Whether or not the word MASTER is descriptive or generic term incapable of exclusive appropriation.

Ruling: NO.

The word “MASTER” is neither a generic nor a descriptive term. As such, said term cannot be invalidated as a trademark and, therefore, may be legally protected. Generic terms are those which constitute “the common descriptive name of an article or substance,” or comprise the “genus of which the particular product is a species,” or are “commonly used as the name or description of a kind of goods,” or “imply reference to every member of a genus and the exclusion of individuating characters,” or “refer to the basic nature of the wares or services provided rather than to the more idiosyncratic characteristics of a particular product,” and are not legally protectable.
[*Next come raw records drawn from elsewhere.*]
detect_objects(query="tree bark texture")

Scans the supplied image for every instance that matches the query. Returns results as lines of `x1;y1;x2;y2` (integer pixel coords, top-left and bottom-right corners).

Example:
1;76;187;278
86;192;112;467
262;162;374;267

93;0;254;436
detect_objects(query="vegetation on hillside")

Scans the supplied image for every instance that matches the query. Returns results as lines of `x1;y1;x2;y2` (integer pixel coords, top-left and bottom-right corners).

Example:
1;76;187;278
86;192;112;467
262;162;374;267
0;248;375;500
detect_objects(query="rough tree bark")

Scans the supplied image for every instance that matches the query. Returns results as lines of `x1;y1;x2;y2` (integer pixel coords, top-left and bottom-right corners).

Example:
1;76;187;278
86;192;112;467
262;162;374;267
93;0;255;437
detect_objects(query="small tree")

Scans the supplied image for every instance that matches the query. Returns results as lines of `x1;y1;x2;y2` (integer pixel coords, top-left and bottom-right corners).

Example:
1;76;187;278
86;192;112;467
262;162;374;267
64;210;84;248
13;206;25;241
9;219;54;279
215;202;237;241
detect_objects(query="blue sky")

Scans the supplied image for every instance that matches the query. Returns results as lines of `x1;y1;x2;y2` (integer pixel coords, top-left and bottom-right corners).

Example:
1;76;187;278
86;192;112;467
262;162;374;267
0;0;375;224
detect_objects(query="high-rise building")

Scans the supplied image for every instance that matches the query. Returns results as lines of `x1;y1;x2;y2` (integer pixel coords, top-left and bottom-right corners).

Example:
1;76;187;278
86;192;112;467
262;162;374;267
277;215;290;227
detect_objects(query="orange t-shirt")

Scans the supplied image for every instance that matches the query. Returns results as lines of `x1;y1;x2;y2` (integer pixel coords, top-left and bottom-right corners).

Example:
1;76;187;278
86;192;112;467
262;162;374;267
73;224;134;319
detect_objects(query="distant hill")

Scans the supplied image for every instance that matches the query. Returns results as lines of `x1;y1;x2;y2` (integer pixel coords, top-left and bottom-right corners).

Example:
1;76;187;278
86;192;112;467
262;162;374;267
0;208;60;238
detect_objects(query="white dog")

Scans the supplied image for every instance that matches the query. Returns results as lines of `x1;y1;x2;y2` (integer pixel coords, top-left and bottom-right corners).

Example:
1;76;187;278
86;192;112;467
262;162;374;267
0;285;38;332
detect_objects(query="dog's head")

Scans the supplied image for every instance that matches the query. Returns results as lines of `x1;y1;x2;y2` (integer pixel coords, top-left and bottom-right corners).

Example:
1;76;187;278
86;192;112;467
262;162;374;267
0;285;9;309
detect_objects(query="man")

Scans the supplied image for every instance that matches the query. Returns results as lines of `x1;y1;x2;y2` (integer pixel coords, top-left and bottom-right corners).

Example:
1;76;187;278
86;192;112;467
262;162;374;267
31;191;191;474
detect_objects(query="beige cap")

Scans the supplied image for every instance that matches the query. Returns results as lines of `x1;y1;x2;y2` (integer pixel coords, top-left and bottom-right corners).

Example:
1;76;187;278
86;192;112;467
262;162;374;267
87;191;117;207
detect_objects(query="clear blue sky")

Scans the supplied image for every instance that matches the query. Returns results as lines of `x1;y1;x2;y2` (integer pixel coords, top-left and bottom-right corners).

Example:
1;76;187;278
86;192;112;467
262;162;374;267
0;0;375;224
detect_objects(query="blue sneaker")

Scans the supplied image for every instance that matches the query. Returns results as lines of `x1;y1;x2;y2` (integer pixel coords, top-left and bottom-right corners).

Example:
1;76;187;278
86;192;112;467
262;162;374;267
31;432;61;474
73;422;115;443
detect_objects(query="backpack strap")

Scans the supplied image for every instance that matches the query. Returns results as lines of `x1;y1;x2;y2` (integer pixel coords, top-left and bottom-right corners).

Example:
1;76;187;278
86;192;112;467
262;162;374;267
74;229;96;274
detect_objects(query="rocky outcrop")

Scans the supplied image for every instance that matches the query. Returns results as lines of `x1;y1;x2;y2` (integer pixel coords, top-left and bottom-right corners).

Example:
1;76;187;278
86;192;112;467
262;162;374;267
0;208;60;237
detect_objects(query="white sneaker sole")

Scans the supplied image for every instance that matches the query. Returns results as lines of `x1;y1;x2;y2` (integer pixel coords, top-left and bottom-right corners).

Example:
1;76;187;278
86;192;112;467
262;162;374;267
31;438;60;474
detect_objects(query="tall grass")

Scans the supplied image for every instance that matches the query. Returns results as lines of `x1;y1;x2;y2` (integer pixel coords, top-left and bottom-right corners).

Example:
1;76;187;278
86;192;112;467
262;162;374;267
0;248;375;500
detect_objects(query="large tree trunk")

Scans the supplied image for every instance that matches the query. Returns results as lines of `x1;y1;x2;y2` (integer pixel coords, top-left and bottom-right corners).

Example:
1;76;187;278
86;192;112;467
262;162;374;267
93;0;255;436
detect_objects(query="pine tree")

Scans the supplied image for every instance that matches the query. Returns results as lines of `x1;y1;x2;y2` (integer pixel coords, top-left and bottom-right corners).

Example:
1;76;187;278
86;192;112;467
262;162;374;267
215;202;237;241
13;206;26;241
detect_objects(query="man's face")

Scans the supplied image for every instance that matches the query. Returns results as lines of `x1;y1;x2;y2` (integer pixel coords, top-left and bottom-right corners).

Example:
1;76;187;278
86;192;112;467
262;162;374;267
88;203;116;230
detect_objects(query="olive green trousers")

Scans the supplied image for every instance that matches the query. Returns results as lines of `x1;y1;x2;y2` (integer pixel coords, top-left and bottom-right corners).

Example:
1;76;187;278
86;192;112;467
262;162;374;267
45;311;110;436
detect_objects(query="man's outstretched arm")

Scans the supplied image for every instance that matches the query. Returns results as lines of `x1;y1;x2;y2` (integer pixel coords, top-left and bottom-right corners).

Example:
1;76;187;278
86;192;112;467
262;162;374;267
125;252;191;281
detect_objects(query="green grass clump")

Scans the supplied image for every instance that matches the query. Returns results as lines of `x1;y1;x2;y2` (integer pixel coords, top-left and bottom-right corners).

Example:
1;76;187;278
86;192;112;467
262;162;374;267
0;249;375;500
On the other hand, a term is descriptive and therefore invalid as a trademark if, as understood in its normal and natural sense, it “forthwith conveys the characteristics, functions, qualities or ingredients of a product to one who has never seen it and does not know what it is,” or “if it forthwith conveys an immediate idea of the ingredients, qualities or characteristics of the goods,” or if it clearly denotes what goods or services are provided in such a way that the consumer does not have to exercise powers of perception or imagination.

Rather, the term “MASTER” is a suggestive term brought about by the advertising scheme of Nestle. Suggestive terms are those which, in the phraseology of one court, require “imagination, thought and perception to reach a conclusion as to the nature of the goods.” Such terms, “which subtly connote something about the product,” are eligible for protection in the absence of secondary meaning. While suggestive marks are capable of shedding “some light” upon certain characteristics of the goods or services in dispute, they nevertheless involve “an element of incongruity,” “figurativeness,” or ” imaginative effort on the part of the observer.” The term “MASTER”, therefore, has acquired a certain connotation to mean the coffee products MASTER ROAST and MASTER BLEND produced by Nestle. As such, the use by CFC of the term “MASTER” in the trademark for its coffee product FLAVOR MASTER is likely to cause confusion or mistake or even to deceive the ordinary purchasers.